J&J’s Janssen paid Morphic $10 million for each of its first two research programs and then dropped a further $5 million two years ago to start a third program and expand the pact to cover activating antibodies. In December 2021, Janssen walked away from the first two targets over the lack of target validation in the disease of interest, but Morphic continued to work on the third program.
Now, the J&J subsidiary has decided to scrap the alliance altogether. The termination of the agreement, which will take effect by mid-March, will immediately end the rights and licenses covered by the deal.
The action comes 11 months after AbbVie ditched Morphic, in that case over a safety signal seen during preclinical testing. AbbVie was working with the biotech to treat idiopathic pulmonary fibrosis and other fibrotic diseases through inhibition of alpha V beta 6, one of the targets against which Pliant Therapeutics has just enjoyed success.

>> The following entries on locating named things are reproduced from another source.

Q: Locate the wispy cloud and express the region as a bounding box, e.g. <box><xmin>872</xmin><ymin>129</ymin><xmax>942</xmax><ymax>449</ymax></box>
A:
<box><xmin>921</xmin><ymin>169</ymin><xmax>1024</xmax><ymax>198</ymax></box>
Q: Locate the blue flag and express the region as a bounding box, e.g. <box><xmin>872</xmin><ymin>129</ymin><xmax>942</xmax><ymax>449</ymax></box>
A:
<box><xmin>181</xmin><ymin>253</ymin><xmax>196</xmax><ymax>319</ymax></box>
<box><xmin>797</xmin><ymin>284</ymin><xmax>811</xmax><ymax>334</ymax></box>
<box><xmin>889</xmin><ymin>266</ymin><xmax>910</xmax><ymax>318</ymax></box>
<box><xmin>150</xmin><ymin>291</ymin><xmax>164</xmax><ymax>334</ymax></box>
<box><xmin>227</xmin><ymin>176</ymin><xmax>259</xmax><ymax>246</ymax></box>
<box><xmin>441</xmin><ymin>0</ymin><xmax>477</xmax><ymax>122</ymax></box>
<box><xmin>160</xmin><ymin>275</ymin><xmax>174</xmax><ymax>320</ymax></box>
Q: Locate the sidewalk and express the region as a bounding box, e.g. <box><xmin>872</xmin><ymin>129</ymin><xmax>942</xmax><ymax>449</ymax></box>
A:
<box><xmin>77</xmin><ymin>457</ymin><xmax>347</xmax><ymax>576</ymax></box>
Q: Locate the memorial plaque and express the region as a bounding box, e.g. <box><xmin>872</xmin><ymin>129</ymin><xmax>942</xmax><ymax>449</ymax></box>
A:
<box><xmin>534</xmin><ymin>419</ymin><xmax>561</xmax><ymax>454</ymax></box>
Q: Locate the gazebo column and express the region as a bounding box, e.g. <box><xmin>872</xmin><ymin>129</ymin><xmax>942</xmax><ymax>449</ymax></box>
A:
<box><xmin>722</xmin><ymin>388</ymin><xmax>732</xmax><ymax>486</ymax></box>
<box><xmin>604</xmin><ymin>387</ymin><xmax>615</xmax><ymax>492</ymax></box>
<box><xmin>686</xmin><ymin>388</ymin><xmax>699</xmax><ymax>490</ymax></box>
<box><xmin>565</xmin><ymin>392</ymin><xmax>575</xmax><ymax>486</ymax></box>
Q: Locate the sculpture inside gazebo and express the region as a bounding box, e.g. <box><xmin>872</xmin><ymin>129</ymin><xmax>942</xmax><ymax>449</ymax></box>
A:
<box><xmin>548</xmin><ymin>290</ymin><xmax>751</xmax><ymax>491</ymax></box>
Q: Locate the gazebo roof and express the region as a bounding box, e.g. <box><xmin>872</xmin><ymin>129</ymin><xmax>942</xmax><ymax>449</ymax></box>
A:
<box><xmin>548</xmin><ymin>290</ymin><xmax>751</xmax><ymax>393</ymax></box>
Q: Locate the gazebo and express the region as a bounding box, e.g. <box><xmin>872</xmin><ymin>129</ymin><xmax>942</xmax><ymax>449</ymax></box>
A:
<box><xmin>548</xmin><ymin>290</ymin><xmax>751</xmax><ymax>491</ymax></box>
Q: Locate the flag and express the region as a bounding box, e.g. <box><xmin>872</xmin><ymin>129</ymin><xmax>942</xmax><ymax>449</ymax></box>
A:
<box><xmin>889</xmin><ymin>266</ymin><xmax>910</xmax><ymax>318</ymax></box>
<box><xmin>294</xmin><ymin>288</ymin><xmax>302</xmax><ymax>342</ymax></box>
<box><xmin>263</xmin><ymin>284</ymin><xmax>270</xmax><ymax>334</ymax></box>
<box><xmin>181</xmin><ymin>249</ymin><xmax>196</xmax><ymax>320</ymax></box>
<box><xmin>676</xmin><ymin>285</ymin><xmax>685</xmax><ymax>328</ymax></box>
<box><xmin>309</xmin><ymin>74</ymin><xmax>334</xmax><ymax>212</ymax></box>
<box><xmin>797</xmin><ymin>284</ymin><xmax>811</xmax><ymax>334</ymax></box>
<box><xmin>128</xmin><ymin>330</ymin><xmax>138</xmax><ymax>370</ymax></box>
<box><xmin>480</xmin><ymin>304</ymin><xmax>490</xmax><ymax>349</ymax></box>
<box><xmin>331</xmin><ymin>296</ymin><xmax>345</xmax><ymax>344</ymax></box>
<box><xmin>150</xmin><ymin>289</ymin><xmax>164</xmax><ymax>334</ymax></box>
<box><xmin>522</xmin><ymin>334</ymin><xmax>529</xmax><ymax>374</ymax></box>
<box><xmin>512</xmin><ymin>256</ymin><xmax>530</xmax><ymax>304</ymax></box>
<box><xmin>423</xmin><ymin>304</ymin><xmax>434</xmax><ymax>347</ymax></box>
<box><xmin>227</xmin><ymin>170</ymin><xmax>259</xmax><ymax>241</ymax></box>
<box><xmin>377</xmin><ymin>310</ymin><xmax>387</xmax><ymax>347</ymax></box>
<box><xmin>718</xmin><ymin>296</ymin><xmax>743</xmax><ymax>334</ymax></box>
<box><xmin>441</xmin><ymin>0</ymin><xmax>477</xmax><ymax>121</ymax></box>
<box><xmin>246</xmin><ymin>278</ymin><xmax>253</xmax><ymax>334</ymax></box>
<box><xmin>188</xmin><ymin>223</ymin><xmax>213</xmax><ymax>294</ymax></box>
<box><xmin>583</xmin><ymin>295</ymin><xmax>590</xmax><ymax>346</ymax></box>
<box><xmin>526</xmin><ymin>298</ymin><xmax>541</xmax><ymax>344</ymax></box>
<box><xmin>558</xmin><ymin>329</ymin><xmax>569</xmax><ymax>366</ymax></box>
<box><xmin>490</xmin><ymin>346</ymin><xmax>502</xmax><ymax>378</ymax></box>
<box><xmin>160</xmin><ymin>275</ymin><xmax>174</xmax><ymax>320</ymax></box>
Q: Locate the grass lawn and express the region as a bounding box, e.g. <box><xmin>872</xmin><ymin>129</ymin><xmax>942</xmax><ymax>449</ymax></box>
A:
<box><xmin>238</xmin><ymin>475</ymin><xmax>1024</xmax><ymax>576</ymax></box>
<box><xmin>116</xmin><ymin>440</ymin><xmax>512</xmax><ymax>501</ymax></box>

Less is known publicly about the focus of the J&J collaboration. Morphic said “cardio/renal/metabolic” indications were the focus, adding that the alliance expanded the targets addressed by its platform to cover alpha 1 integrins and modulators that are both inhibitors and activators. The deal had exclusivity obligations related to chronic kidney disease and acute kidney injury.

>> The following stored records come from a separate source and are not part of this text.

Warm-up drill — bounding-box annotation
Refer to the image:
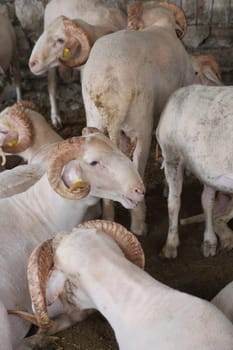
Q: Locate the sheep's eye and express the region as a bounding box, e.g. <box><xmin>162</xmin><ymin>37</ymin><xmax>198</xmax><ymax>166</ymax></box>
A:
<box><xmin>90</xmin><ymin>160</ymin><xmax>98</xmax><ymax>166</ymax></box>
<box><xmin>57</xmin><ymin>38</ymin><xmax>65</xmax><ymax>44</ymax></box>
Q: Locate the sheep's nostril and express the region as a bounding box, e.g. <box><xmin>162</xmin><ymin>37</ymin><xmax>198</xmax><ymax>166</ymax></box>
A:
<box><xmin>28</xmin><ymin>60</ymin><xmax>38</xmax><ymax>68</ymax></box>
<box><xmin>135</xmin><ymin>188</ymin><xmax>145</xmax><ymax>196</ymax></box>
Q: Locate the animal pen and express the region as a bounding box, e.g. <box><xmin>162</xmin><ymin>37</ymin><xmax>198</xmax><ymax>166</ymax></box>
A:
<box><xmin>0</xmin><ymin>0</ymin><xmax>233</xmax><ymax>350</ymax></box>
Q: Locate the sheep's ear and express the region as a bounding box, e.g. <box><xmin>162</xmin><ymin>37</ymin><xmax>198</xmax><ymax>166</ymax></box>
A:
<box><xmin>46</xmin><ymin>270</ymin><xmax>66</xmax><ymax>305</ymax></box>
<box><xmin>202</xmin><ymin>67</ymin><xmax>223</xmax><ymax>85</ymax></box>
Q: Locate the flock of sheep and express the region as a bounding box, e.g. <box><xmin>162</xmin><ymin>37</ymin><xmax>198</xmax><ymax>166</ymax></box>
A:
<box><xmin>0</xmin><ymin>0</ymin><xmax>233</xmax><ymax>350</ymax></box>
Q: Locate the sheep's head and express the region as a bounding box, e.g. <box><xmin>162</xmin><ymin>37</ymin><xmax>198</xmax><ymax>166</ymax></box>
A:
<box><xmin>47</xmin><ymin>132</ymin><xmax>144</xmax><ymax>208</ymax></box>
<box><xmin>127</xmin><ymin>0</ymin><xmax>187</xmax><ymax>39</ymax></box>
<box><xmin>191</xmin><ymin>54</ymin><xmax>223</xmax><ymax>86</ymax></box>
<box><xmin>29</xmin><ymin>16</ymin><xmax>92</xmax><ymax>75</ymax></box>
<box><xmin>0</xmin><ymin>101</ymin><xmax>36</xmax><ymax>163</ymax></box>
<box><xmin>9</xmin><ymin>220</ymin><xmax>145</xmax><ymax>331</ymax></box>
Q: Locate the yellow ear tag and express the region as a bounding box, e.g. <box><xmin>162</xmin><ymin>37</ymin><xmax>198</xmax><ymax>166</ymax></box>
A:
<box><xmin>63</xmin><ymin>47</ymin><xmax>70</xmax><ymax>58</ymax></box>
<box><xmin>7</xmin><ymin>140</ymin><xmax>18</xmax><ymax>147</ymax></box>
<box><xmin>72</xmin><ymin>179</ymin><xmax>83</xmax><ymax>185</ymax></box>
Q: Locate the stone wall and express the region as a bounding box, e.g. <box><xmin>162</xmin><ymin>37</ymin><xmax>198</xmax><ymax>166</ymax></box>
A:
<box><xmin>0</xmin><ymin>0</ymin><xmax>233</xmax><ymax>124</ymax></box>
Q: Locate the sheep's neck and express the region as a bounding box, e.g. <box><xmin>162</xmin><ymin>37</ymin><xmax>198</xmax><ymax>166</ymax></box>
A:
<box><xmin>21</xmin><ymin>115</ymin><xmax>62</xmax><ymax>164</ymax></box>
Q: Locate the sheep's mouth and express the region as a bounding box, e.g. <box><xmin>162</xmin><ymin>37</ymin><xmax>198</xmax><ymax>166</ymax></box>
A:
<box><xmin>122</xmin><ymin>196</ymin><xmax>138</xmax><ymax>209</ymax></box>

The loss of the partnerships raises questions about Morphic’s work to realize the therapeutic potential of integrins, receptors that transmit bi-directional signals across the plasma membrane. Big Pharma largely turned its back on the targets 20 years ago in the wake of phase 3 failures, but the approval of Takeda’s Entyvio and work at biotechs including Morphic has raised the prospect of a resurgence.
Morphic’s SVP of corporate communications Chris Erdman brushed off a suggestion that the end of the AbbVie and Janssen collaborations puts the biotech’s work in doubt. “These are both areas that had unproven biology, where partners came to us to use our platform to see whether they could advance programs in different therapeutic areas,” Erdman told Fierce Biotech in an interview this morning.
“I'm not trying to paint this as some wild success, but one thing to note is that in both cases we were asked to do something that has eluded people before, which was to create highly selective small molecules against these integrin targets,” he added. “And in both cases, we delivered or exceeded the parameters set by AbbVie and Janssen.”
While Morphic doesn’t have any plans to advance the specific targets handed back by Janssen at this time, the third and final target the two companies were working on “provided us with an entrée to the antibody space,” Erdman said.
“What that expansion of the agreement did was allow us to enter a newer area and a new modality as opposed to simply focusing on small molecules,” he said. “And that is something that we've added to the Morphic platform that we may be able to deploy in future programs.”
This article was updated at 08:50am ET on January 23 to include comments from Morphic.